You are viewing a plain text version of this content. The canonical link for it is here.
Posted to commits@lucene.apache.org by jp...@apache.org on 2022/11/16 16:04:20 UTC

[lucene] branch main updated: fix bug of incorrect cost after upgradeToBitSet in DocIdSetBuilder class (#11939)

This is an automated email from the ASF dual-hosted git repository.

jpountz pushed a commit to branch main
in repository https://gitbox.apache.org/repos/asf/lucene.git


The following commit(s) were added to refs/heads/main by this push:
     new 3c5bcb383b5 fix bug of incorrect cost after upgradeToBitSet in DocIdSetBuilder class (#11939)
3c5bcb383b5 is described below

commit 3c5bcb383b5824e410bd3fb3bafd93dc88924cc5
Author: Mao Suhan <ma...@foxmail.com>
AuthorDate: Thu Nov 17 00:04:15 2022 +0800

    fix bug of incorrect cost after upgradeToBitSet in DocIdSetBuilder class (#11939)
---
 lucene/CHANGES.txt                                           |  3 +++
 .../src/java/org/apache/lucene/util/DocIdSetBuilder.java     |  4 ++--
 .../src/test/org/apache/lucene/util/TestDocIdSetBuilder.java | 12 ++++++++++++
 3 files changed, 17 insertions(+), 2 deletions(-)

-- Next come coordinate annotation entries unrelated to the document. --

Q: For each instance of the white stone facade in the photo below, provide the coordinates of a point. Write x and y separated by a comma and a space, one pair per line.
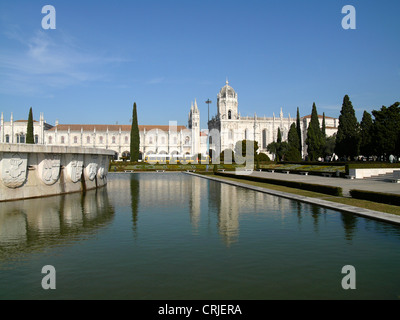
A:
229, 127
224, 129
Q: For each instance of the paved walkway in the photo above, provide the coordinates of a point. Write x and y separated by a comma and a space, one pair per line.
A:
345, 184
321, 202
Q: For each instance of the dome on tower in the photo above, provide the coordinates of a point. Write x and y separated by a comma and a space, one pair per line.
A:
227, 91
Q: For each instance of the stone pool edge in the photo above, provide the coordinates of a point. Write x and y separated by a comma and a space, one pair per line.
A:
377, 215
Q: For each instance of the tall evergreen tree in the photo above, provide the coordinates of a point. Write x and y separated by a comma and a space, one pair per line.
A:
293, 153
323, 129
135, 138
348, 138
386, 130
314, 141
29, 132
298, 127
366, 145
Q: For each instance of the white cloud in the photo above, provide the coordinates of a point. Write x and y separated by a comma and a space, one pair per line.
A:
48, 61
156, 80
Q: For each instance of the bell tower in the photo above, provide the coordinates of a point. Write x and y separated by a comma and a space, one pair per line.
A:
194, 125
227, 103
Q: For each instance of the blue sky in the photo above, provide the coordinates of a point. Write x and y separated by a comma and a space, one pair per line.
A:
105, 55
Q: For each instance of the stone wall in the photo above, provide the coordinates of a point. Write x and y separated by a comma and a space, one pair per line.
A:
30, 171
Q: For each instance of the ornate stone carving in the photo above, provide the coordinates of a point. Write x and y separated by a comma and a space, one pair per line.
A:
75, 168
91, 168
102, 172
14, 169
49, 169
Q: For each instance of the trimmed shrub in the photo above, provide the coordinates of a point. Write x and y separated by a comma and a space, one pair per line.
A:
333, 191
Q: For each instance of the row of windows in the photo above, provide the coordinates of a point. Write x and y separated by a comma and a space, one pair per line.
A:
20, 138
113, 140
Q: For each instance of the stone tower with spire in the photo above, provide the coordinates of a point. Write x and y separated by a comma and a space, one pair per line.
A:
194, 125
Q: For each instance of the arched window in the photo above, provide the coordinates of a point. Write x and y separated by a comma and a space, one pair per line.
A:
246, 134
264, 138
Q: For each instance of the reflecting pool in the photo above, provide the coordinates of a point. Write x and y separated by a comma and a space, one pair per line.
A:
177, 236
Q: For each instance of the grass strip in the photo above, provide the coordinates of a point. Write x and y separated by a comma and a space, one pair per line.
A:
365, 204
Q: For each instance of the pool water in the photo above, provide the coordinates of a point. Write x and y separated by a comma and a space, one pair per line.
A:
178, 236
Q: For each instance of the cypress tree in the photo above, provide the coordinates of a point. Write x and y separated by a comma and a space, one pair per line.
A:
29, 131
348, 138
314, 139
386, 130
323, 125
135, 138
298, 127
366, 145
293, 153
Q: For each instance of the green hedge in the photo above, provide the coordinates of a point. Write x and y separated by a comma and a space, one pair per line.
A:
334, 191
370, 165
317, 163
141, 166
387, 198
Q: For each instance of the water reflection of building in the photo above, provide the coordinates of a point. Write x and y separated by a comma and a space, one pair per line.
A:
38, 223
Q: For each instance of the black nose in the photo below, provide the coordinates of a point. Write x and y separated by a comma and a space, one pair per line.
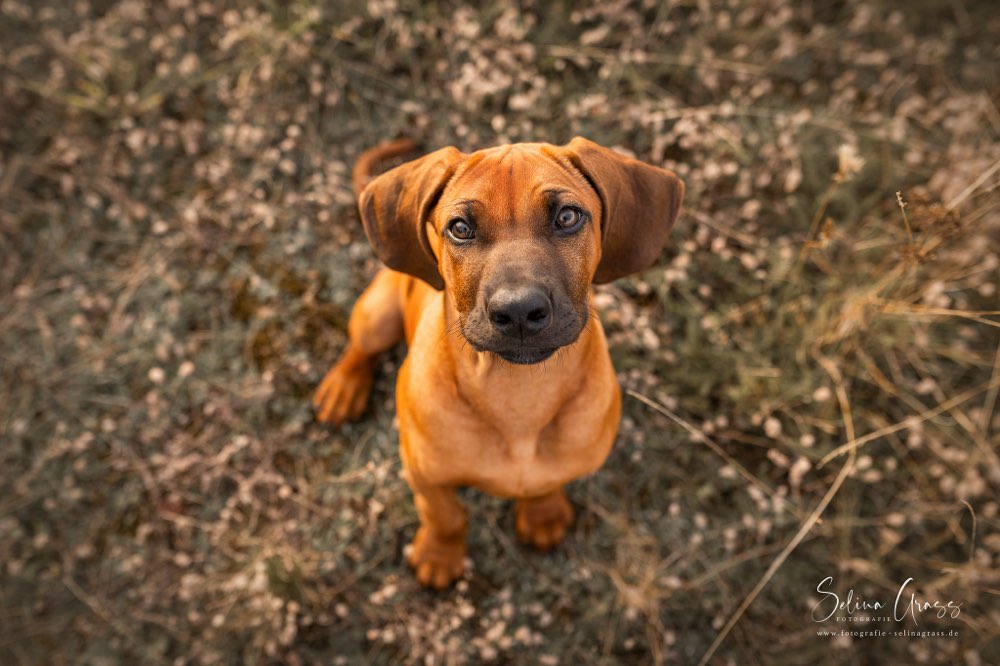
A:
520, 312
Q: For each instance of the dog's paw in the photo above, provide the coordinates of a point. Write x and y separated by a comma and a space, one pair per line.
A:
543, 521
343, 394
436, 561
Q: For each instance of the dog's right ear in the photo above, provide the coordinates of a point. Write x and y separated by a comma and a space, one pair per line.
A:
395, 209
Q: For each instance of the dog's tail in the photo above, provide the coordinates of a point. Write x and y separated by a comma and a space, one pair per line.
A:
364, 167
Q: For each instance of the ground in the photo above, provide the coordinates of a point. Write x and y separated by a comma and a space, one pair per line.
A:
811, 367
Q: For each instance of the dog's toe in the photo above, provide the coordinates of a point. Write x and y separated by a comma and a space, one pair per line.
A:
436, 561
542, 522
343, 394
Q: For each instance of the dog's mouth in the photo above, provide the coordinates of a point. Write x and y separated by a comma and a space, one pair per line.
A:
527, 356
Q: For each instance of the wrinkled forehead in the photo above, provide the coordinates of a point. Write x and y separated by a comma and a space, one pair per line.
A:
514, 178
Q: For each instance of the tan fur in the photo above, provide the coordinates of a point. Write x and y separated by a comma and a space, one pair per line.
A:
466, 416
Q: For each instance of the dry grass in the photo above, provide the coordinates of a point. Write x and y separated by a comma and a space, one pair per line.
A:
179, 253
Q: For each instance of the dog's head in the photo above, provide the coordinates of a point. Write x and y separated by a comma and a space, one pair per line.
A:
516, 234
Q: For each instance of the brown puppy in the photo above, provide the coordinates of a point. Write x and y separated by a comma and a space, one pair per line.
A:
507, 385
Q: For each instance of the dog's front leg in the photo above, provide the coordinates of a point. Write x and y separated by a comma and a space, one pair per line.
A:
438, 550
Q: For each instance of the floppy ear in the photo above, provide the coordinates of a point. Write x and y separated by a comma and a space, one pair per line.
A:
396, 206
639, 202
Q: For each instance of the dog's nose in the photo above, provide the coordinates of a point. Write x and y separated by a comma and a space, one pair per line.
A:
520, 312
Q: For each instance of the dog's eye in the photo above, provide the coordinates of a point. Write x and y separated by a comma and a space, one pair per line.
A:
460, 230
568, 219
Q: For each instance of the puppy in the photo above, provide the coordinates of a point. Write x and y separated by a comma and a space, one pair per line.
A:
507, 385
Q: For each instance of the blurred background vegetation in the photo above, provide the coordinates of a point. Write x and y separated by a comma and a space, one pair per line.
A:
179, 252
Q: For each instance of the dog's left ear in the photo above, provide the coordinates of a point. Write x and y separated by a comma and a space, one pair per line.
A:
639, 202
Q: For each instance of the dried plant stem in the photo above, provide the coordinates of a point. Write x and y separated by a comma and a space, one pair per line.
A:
967, 192
853, 444
809, 522
702, 437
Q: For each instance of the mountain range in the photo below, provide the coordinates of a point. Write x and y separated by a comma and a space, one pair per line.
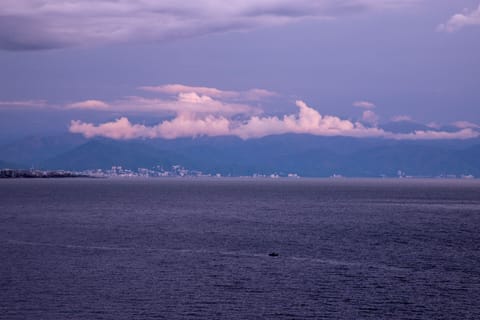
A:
305, 155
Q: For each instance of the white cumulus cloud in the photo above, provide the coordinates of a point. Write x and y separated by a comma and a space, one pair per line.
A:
461, 20
364, 104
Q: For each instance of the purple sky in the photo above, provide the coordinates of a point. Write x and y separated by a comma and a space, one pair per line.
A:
147, 69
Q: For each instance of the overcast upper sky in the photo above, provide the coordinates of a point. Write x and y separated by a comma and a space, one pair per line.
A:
166, 69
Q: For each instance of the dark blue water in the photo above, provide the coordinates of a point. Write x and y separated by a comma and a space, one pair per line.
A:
188, 249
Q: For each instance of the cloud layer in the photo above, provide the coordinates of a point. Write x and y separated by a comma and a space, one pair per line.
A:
45, 24
461, 20
197, 114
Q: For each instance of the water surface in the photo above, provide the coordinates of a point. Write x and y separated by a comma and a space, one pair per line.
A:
195, 248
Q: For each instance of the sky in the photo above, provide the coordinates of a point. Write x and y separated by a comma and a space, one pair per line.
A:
169, 69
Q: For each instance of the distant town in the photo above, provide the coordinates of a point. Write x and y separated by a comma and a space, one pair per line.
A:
176, 171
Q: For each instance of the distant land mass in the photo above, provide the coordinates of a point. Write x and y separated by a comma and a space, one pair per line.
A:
305, 155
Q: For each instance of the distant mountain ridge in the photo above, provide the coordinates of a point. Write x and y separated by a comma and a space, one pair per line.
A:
306, 155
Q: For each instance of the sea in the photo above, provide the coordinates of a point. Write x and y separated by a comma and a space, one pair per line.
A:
203, 249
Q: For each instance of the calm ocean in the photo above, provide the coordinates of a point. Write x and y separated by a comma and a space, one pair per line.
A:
198, 249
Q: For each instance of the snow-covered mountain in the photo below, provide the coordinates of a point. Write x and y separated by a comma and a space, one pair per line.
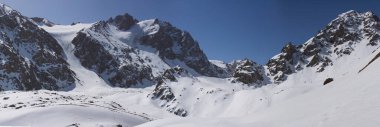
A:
126, 72
31, 58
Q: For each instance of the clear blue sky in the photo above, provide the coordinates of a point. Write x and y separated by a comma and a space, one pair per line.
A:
225, 29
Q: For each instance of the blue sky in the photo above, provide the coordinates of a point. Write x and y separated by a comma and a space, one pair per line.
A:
225, 29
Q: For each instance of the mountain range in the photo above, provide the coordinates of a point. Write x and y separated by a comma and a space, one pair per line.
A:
126, 72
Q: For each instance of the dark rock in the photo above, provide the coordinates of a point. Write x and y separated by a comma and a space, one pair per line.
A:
248, 72
123, 22
32, 58
328, 80
42, 21
173, 43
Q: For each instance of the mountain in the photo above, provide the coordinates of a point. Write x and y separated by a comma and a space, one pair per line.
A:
31, 59
337, 40
42, 21
130, 52
126, 72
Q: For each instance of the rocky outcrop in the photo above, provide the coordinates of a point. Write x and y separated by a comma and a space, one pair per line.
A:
42, 21
247, 72
336, 40
123, 22
173, 43
118, 71
122, 60
164, 94
30, 58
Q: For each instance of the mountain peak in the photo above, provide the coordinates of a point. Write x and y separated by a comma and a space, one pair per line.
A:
6, 10
42, 21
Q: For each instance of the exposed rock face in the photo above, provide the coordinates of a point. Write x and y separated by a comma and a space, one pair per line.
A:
42, 21
119, 70
284, 63
248, 72
163, 92
30, 58
333, 42
173, 43
127, 51
123, 22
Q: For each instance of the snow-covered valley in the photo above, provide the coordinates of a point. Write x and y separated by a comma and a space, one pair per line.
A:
151, 74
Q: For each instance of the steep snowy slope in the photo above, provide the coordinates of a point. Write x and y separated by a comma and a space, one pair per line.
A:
30, 58
130, 72
348, 101
132, 53
346, 46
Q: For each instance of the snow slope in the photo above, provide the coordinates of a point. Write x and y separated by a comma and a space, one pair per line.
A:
302, 100
349, 101
86, 80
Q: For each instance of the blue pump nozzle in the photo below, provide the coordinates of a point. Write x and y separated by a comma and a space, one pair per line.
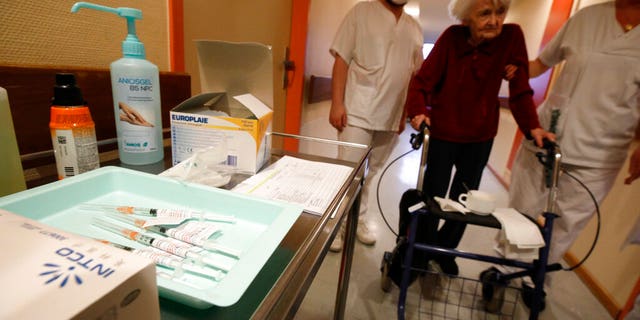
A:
131, 46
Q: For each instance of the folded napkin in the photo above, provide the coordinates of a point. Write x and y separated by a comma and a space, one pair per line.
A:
450, 205
520, 237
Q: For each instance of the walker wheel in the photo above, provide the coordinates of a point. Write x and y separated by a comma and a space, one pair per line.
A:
385, 280
492, 290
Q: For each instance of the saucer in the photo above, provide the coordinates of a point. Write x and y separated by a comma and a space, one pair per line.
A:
480, 213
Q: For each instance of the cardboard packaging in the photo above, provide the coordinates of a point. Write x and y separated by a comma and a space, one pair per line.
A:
236, 126
234, 112
47, 273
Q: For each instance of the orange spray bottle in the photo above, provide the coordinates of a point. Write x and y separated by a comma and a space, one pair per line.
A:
73, 132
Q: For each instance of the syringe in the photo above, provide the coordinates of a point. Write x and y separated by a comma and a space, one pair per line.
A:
171, 261
179, 248
181, 233
181, 214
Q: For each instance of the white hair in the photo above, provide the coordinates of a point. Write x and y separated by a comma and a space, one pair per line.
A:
461, 9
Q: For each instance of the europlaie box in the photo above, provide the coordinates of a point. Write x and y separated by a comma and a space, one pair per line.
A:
236, 126
47, 273
233, 113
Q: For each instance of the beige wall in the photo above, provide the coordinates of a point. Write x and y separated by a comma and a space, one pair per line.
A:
47, 33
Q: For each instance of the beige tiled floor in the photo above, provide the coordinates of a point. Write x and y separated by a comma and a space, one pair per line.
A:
568, 298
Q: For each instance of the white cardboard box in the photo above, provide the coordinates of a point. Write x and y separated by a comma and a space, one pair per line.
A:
235, 125
47, 273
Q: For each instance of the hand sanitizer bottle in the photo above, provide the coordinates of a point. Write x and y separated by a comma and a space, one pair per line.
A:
136, 95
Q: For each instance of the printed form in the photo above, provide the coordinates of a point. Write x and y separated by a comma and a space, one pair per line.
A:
311, 184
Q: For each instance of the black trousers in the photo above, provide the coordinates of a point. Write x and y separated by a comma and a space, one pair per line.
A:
469, 160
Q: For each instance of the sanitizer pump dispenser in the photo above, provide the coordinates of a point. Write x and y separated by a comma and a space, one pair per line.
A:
136, 95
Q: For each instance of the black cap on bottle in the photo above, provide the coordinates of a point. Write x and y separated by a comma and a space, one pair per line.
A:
65, 92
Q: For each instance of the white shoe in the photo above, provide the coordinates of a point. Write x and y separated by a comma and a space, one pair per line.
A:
364, 234
338, 241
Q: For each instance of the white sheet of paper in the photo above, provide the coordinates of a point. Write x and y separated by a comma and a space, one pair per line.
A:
312, 184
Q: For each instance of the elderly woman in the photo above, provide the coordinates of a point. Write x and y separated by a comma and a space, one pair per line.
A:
456, 94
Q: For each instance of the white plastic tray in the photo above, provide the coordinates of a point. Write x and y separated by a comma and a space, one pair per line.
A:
261, 224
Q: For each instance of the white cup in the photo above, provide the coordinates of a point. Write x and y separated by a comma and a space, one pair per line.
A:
478, 202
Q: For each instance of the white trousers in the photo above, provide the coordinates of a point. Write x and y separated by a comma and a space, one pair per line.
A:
381, 142
528, 194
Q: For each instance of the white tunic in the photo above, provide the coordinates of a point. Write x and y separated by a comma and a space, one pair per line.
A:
382, 55
597, 92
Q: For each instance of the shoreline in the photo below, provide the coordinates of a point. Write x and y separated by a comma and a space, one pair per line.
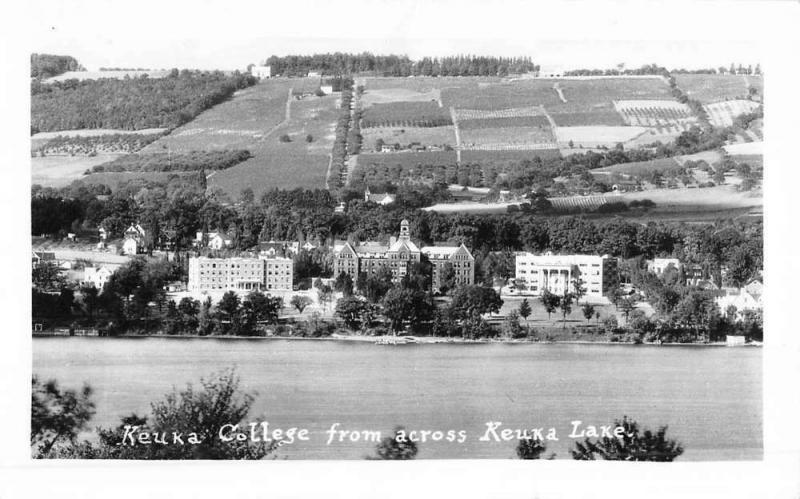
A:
421, 340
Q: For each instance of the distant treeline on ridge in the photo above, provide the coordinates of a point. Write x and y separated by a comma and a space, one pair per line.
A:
48, 65
399, 65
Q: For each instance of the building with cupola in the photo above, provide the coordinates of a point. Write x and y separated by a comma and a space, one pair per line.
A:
399, 255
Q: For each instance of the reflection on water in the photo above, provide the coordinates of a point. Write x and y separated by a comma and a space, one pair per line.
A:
709, 396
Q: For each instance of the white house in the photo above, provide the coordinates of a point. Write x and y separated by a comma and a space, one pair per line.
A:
743, 299
96, 277
261, 72
558, 273
382, 199
134, 240
215, 241
659, 265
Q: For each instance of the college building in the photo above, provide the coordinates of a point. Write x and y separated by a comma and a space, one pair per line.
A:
399, 255
240, 274
558, 273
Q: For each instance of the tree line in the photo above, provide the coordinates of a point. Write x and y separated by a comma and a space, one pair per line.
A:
198, 412
398, 65
130, 103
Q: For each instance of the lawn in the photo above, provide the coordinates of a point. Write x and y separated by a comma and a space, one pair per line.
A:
425, 114
713, 88
507, 137
440, 135
383, 96
506, 157
238, 123
287, 165
592, 136
505, 95
254, 120
642, 167
723, 113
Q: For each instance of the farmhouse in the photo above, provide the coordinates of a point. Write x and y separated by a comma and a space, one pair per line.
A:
96, 276
559, 273
659, 265
273, 248
41, 257
550, 72
261, 72
213, 240
240, 274
134, 242
382, 199
742, 300
399, 255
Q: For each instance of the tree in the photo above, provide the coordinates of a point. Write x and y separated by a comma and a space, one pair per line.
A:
229, 304
57, 416
627, 305
402, 304
550, 301
47, 276
632, 445
475, 299
344, 284
398, 447
588, 311
350, 309
530, 448
565, 304
258, 308
525, 309
300, 302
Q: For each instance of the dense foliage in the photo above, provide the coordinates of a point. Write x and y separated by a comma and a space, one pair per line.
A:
131, 103
197, 415
398, 65
47, 65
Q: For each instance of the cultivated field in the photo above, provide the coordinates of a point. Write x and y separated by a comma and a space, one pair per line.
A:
506, 95
59, 171
594, 136
431, 136
406, 114
723, 113
579, 203
287, 165
117, 75
642, 167
712, 88
668, 114
238, 123
507, 156
254, 120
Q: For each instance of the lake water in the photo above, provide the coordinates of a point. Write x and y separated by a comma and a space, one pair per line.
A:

diff --git a/lucene/CHANGES.txt b/lucene/CHANGES.txt
index 324f2f924f0..9fc38a90e73 100644
--- a/lucene/CHANGES.txt
+++ b/lucene/CHANGES.txt
@@ -199,6 +199,9 @@ Bug Fixes
  This addresses a bug that was introduced in 9.2.0 where having many vectors is not handled well
  in the vector connections reader.
 
+* GITHUB#11939: Fix incorrect cost calculation in DocIdSetBuilder after upgradeToBitSet when doc list is growing.
+  This addresses a bug where the cost of TermRangeQuery/TermInSetQuery and some other queries will be highly underestimated.
+
 Improvements
 ---------------------
 * GITHUB#11912, GITHUB#11918: Port generic exception handling from MemorySegmentIndexInput
diff --git a/lucene/core/src/java/org/apache/lucene/util/DocIdSetBuilder.java b/lucene/core/src/java/org/apache/lucene/util/DocIdSetBuilder.java
index 67b3dde9f20..28128af05f6 100644
--- a/lucene/core/src/java/org/apache/lucene/util/DocIdSetBuilder.java
+++ b/lucene/core/src/java/org/apache/lucene/util/DocIdSetBuilder.java
@@ -162,12 +162,12 @@ public final class DocIdSetBuilder {
    * RoaringDocIdSet.Builder}.
    */
   public void add(DocIdSetIterator iter) throws IOException {
+    int cost = (int) Math.min(Integer.MAX_VALUE, iter.cost());
+    BulkAdder adder = grow(cost);
     if (bitSet != null) {
       bitSet.or(iter);
       return;
     }
-    int cost = (int) Math.min(Integer.MAX_VALUE, iter.cost());
-    BulkAdder adder = grow(cost);
     for (int i = 0; i < cost; ++i) {
       int doc = iter.nextDoc();
       if (doc == DocIdSetIterator.NO_MORE_DOCS) {
diff --git a/lucene/core/src/test/org/apache/lucene/util/TestDocIdSetBuilder.java b/lucene/core/src/test/org/apache/lucene/util/TestDocIdSetBuilder.java
index 2fa146581c6..88dbf24e2d1 100644
--- a/lucene/core/src/test/org/apache/lucene/util/TestDocIdSetBuilder.java
+++ b/lucene/core/src/test/org/apache/lucene/util/TestDocIdSetBuilder.java
@@ -243,6 +243,18 @@ public class TestDocIdSetBuilder extends LuceneTestCase {
     assertTrue(builder.multivalued);
   }
 
+  public void testCostIsCorrectAfterBitsetUpgrade() throws IOException {
+    final int maxDoc = 1000000;
+    DocIdSetBuilder builder = new DocIdSetBuilder(maxDoc);
+    // 1000000 >> 6 is greater than DocIdSetBuilder.threshold which is 1000000 >> 7
+    for (int i = 0; i < 1000000 >> 6; ++i) {
+      builder.add(DocIdSetIterator.range(i, i + 1));
+    }
+    DocIdSet result = builder.build();
+    assertTrue(result instanceof BitDocIdSet);
+    assertEquals(1000000 >> 6, result.iterator().cost());
+  }
+
   private static class DummyTerms extends Terms {
 
     private final int docCount;